Prince Kuhio was among those who selected that first group of homesteaders, said Nani Kawa`a, Ross Davis’ sister and granddaughter of George Wellington Maioho, one of the original settlers.

Seventy applications were received to settle Kalama`ula, Kawa`a said, and eight were chosen initially, with others soon to follow. Applicants’ age, number of children and skills were taken into consideration, she said, and those chosen were racially diverse: pure Hawaiian, Chinese/Hawaiian and Caucasian/Hawaiian. Some were from Molokai originally, while others were from around Hawaii.

“Ready to move without delay,” noted some applications, quoted in Hawaiian newspaper documents, according to Kawa`a.

After having been selected, the real work began for the early homesteaders like Maioho. Kawa`a noted that no task was simple — once lumber arrived to build homes, for example, newspaper articles stated that some shipments arrived wet, causing construction delays.

Homesteaders took such factors like which direction the wind blew into consideration when building their homes, Kawa`a said. Another customization for some was a modern convenience that wasn’t common at the time.

“Maioho desires to put his toilet inside of his house…” noted one newspaper document.

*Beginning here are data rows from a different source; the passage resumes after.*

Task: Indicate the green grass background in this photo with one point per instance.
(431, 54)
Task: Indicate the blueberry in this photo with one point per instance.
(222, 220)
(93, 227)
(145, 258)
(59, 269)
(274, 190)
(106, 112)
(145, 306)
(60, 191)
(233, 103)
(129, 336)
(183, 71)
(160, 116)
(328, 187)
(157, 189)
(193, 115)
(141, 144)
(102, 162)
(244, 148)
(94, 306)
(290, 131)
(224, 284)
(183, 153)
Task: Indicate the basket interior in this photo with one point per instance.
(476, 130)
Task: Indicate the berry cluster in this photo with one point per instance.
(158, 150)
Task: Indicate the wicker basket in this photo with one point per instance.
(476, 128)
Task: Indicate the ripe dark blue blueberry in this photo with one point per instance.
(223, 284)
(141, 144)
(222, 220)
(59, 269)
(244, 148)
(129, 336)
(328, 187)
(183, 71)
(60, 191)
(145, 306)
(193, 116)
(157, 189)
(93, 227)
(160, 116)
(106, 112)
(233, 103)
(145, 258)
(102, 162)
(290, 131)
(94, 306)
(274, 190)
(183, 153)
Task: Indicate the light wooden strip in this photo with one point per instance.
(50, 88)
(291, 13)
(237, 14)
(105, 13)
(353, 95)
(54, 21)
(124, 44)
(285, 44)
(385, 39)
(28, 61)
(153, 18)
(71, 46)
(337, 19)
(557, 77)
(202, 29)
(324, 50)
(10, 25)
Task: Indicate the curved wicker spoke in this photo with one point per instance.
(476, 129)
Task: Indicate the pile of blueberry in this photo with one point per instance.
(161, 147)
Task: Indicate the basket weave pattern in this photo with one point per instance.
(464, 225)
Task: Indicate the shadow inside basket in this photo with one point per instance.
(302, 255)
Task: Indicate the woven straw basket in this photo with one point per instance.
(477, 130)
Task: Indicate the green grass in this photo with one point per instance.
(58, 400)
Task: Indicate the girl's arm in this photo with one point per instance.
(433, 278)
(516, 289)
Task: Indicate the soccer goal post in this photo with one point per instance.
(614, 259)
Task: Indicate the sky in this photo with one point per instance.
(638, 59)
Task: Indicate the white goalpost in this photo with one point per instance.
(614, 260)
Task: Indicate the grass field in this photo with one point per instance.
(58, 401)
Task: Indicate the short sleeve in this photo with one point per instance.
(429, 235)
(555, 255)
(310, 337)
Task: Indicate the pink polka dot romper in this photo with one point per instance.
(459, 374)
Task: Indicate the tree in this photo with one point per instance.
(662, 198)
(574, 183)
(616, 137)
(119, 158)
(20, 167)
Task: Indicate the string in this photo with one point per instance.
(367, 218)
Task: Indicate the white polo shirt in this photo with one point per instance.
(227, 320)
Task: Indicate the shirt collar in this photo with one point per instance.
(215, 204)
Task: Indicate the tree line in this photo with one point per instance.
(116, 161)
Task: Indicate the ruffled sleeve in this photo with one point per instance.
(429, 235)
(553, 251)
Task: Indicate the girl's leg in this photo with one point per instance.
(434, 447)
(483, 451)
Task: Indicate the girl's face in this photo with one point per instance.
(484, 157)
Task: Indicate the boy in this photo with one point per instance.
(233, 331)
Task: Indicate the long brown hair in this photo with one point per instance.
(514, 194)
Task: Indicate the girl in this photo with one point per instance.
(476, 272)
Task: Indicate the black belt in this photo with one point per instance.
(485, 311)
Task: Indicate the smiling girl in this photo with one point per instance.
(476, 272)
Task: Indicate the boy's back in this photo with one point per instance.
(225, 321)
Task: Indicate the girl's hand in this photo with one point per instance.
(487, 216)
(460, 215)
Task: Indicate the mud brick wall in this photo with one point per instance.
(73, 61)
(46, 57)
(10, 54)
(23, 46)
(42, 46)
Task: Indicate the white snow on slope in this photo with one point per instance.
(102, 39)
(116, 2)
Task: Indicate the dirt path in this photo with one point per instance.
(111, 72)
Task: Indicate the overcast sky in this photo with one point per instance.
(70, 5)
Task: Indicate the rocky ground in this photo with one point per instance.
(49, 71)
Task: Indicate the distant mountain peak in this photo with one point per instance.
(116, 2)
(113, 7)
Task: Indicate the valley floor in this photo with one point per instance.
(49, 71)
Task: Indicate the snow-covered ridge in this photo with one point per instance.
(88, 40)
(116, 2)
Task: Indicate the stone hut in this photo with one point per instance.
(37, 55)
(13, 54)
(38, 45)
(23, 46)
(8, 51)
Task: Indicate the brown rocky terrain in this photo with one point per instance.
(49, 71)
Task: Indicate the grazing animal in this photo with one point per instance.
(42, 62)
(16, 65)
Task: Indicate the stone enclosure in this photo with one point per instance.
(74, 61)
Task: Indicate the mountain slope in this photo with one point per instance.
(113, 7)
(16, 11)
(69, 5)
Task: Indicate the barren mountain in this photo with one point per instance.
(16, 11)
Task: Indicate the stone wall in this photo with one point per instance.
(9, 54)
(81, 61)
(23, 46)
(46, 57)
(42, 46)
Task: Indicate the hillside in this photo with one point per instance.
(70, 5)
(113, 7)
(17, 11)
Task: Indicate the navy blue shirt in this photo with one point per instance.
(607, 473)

Kawa`a said that some fellow homesteaders followed suit, instead of constructing an out-house.

“[The land] was full of kiawe trees and no running water… they had to clear it themselves,” said Kapua Lauifi, in a video documentary of homestead descendants created by the Department of Hawaiian Homelands (DHHL) to commemorate the 90th anniversary. “My great grandfather had ducks running around [and other animals]. They were self-sustainable.”

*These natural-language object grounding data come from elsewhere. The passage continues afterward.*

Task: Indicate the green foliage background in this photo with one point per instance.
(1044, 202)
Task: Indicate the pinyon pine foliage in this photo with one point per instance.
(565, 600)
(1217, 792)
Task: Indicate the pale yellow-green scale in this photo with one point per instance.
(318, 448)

And it wasn’t just the men that toiled, said Machado.

“Men, women and children all worked for the majority of the time… they worked very hard,” she related. “[Records] talked about the women being core of the family — working the land as well as… keeping the family together.”

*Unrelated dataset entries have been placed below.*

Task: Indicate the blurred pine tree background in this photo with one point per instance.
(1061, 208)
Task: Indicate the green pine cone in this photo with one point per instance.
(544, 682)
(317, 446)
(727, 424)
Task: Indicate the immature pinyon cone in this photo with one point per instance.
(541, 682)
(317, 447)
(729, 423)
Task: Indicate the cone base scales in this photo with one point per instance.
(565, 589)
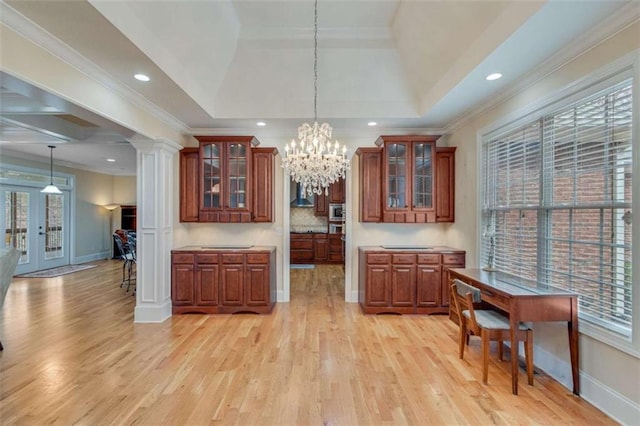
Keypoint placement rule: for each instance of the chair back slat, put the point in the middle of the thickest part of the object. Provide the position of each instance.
(464, 297)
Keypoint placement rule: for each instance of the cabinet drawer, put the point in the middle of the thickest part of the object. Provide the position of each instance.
(301, 244)
(429, 259)
(232, 258)
(182, 258)
(258, 258)
(206, 258)
(378, 258)
(453, 259)
(405, 259)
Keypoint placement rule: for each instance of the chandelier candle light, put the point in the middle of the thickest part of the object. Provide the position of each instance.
(315, 161)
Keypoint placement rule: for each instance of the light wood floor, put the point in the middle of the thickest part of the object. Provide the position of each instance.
(74, 356)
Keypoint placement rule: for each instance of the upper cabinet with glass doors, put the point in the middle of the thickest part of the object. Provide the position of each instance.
(416, 181)
(409, 177)
(218, 179)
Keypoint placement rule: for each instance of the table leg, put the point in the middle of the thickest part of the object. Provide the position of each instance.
(514, 354)
(573, 346)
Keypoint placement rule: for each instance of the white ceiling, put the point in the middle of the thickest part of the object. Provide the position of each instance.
(221, 65)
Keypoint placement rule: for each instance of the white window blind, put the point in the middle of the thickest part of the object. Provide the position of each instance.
(511, 182)
(557, 202)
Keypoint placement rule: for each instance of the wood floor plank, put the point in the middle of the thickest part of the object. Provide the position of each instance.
(74, 356)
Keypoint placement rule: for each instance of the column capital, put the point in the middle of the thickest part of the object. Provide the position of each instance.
(148, 145)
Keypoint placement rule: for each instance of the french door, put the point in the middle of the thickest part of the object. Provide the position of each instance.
(37, 225)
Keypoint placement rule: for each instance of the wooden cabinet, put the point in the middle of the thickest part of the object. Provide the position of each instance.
(336, 248)
(405, 282)
(225, 193)
(262, 184)
(226, 180)
(408, 193)
(403, 279)
(215, 281)
(407, 180)
(445, 184)
(189, 184)
(370, 184)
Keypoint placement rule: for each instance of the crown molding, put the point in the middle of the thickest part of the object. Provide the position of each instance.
(39, 36)
(617, 22)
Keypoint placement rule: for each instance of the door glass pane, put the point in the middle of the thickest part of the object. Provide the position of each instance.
(54, 215)
(237, 175)
(211, 175)
(16, 223)
(422, 175)
(397, 169)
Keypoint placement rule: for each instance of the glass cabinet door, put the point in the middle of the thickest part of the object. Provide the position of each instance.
(211, 172)
(423, 178)
(396, 175)
(237, 175)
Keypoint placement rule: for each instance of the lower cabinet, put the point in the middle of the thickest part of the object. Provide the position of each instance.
(212, 282)
(393, 281)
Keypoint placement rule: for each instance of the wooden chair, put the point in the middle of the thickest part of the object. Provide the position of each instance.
(489, 325)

For descendants, the three-day anniversary event — spanning Monday, Tuesday and Wednesday at Kalaniana`ole Hall — was an opportunity to share stories of their family history and growing up in Kalama`ula.

“For us, the ocean was our playground… our neighbors… were all the original families,” said Kalama`ula resident and descendent Penny Martin. “Not many people can say they live in a place where they were born and raised… it’s a place where [I connect]… with my ohana and my ancestors and my culture too.”

William Akutagawa, local historian and executive director of Na Pu`uwai, offered a historical perspective on the Kalama`ula area, noting its rich history that is left today in the form of petroglyphs, burials and other artifacts. The name “Kalama`ula” means “red rays of the sun,” he said.

Maui County Councilperson Stacy Crivello quoted a historic petition from Kuhio and others to Congress, asking for land for Hawaiians.

“The Hawaiian people looked with hope to Kalama`ula… a place for regeneration,” it read. Kuhio was concerned for the continuation of the Hawaiian race.

“Today, Kalama`ula homesteaders are reminded that the future is found in the past,” said Crivello, recalling her childhood after her family — not among the original homesteaders — moved to Kalama`ula.

Gov. Neil Abercrombie attended the celebration, and other Hawaii politicians — including Alan Arakawa, Mazie Hirono, Brian Schatz and Colleen Hanabusa — presented resolutions and certificates honoring the occasion.

“We pay tribute to the first families who settled this land, our grandparents, who toiled with much blood, sweat and tears in breaking this ground, in making this their home,” said Ross Davis. “We give tribute to all these people who left their families to come and open up the way not only for Kalama`ula but for every homestead organization around the state.”